IDC Indonesia melaporkan mayoritas perusahaan di Indonesia belum menerapkan teknologi digital untuk jangka panjang. Hal itu dibuktikan dari survei IDC terhadap 100 perusahaan dari 16 industri berbeda pada tahun lalu.
Hasilnya, hanya 30,8 persen responden yang sudah menerapkan teknologi digital secara jangka panjang atau digitally determined.
Dari 30,8 persen responden, hanya 2,5 persen yang sudah mengubah model bisnisnya dengan mentransformasi pasar dan konsumen dengan teknologi digital. Sisanya, masih berada di tahap integrasi berkelanjutan.
Di luar 30,8 persen responden, ada perusahaan-perusahaan yang belum menerapkan teknologi secara berkelanjutan. Kebanyakan dari mereka melibatkan transformasi digital di dalam strateginya untuk jangka pendek.
Head of Operations IDC Indonesia Mevira Munindra mengatakan industri perbankan menjadi salah satu responden yang paling potensial dalam menerapkan transformasi digital.
"Ketika bicara tentang digital transformation, ketika (para perusahaan) berkompetisi untuk menciptakan hal baru, maka itu pasti akan membutuhkan digital determination, yaitu suatu karakteristik yang dimiliki oleh suatu perusahaan untuk transform," ujarnya.
Mevira mengatakan perusahaan yang tergabung dalam digitally determined memiliki beberapa kriteria, salah satunya strategi digital yang menyatukan aspek teknologi informasi dengan digitalisasi.
"Digital transformation itu adalah corporate strategy.

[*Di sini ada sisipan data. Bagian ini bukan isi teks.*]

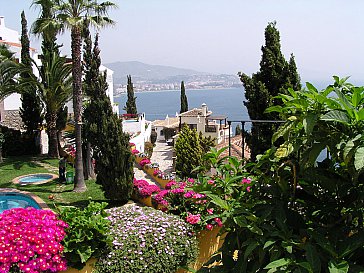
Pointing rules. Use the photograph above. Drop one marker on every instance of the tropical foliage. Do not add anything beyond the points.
(305, 211)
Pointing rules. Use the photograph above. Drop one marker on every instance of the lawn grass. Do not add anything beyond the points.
(60, 193)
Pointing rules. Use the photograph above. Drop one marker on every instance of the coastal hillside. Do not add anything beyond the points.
(147, 77)
(143, 71)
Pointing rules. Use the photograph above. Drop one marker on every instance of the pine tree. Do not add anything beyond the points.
(31, 111)
(274, 77)
(190, 148)
(114, 162)
(184, 102)
(130, 106)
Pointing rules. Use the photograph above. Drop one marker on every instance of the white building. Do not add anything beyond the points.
(203, 121)
(138, 128)
(160, 125)
(12, 39)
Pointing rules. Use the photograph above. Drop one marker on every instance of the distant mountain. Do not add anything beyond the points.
(147, 72)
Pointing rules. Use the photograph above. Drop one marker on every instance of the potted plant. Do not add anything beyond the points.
(87, 233)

Jadi, salah satu elemen yang kami lihat dimiliki oleh digitally determined enterprise adalah one single corporate strategy," kata Mevira.
Selain itu, perusahaan yang digitally determined juga telah melakukan investasi jangka panjang, memberikan informasi mengenai transformasi digital ke manajemen, serta memiliki platform digital tunggal yang mengintegrasikan seluruh unit bisnisnya.

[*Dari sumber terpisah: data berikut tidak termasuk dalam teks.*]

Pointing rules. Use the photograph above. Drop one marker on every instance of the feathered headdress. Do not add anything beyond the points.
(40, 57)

"Ini (digitally determined) masih belum ditemukan di banyak perusahaan di Indonesia," pungkasnya.
Aplikasi Tumbuh 15 Persen
IDC memperkirakan bahwa jumlah pengembang aplikasi di Indonesia akan tumbuh sebesar 15 persen pada 2024 mendatang karena makin banyaknya institusi-institusi yang memberikan edukasi mengenai pengembangan aplikasi.
Salah satunya adalah Apple Developer Academy di Green Office Park, BSD City, Tangerang Selatan yang diresmikan tahun lalu. Ini merupakan akademi pengembang aplikasi perdana yang didirikan Apple di Asia Tenggara.

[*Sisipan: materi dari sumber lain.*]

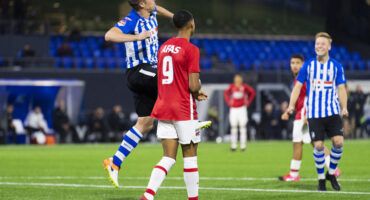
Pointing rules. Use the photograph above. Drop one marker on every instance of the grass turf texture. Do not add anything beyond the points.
(76, 172)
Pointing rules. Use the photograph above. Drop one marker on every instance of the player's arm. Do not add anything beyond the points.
(301, 79)
(195, 86)
(251, 94)
(294, 96)
(116, 35)
(340, 82)
(164, 12)
(227, 94)
(342, 95)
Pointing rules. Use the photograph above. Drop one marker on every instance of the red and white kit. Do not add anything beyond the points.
(300, 128)
(239, 98)
(175, 107)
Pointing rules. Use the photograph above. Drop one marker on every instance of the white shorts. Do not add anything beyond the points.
(238, 116)
(300, 132)
(185, 131)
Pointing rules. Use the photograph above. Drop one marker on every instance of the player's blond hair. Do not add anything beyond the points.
(324, 35)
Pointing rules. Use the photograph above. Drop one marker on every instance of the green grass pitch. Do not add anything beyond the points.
(75, 172)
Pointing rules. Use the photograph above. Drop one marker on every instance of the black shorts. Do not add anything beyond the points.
(330, 126)
(142, 81)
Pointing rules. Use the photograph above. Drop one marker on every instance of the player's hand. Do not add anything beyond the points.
(143, 35)
(305, 121)
(290, 110)
(285, 116)
(202, 96)
(344, 112)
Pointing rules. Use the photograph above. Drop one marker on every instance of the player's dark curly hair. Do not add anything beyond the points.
(181, 18)
(135, 4)
(298, 56)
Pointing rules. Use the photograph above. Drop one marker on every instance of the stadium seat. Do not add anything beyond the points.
(244, 54)
(67, 62)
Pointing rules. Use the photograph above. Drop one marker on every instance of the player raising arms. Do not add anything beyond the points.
(326, 103)
(178, 88)
(138, 32)
(239, 96)
(300, 134)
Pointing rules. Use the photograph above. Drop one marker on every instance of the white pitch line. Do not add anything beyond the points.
(183, 188)
(171, 178)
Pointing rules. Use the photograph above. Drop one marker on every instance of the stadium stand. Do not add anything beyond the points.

Dalam menghadirkan sekolah bagi para developer di Tanah Air, perusahaan asal Cupertino tersebut menggandeng Universitas Binus.
Perguruan tinggi swasta ini berperan sebagai penyalur awal talenta-talenta muda yang akan belajar membuat aplikasi di sana.
Selain itu, ada juga sekolah coding Binar Academy. Kebetulan, mereka juga membuka kampus barunya di BSD City pada Desember 2018 lalu.
Kehadiran kampus baru Binar Academy di kawasan BSD City menyusul keberadaannya di lokasi lain yakni Yogyakarta. Binar Academy juga sudah melatih komunitas digital di Bandung, Batam, Semarang, Kupang, dan Ambon.
"Perusahaan digital seperti Bukalapak juga sudah mulai masuk kepada ranah pelatihan pengembang aplikasi dan membuka banyak development house di Jakarta, Jogja, Bandung," ujar Mevira di Jakarta.
"Dengan banyaknya transformasi, dengan banyaknya inovasi-inovasi baru, pasti jumlah developer itu juga akan bertambah, dan tentunya akan banyak sekali inisiatif-inisiatif baru dari pemerintah yang juga kami lihat akan terus menambah jumlah developer," pungkasnya.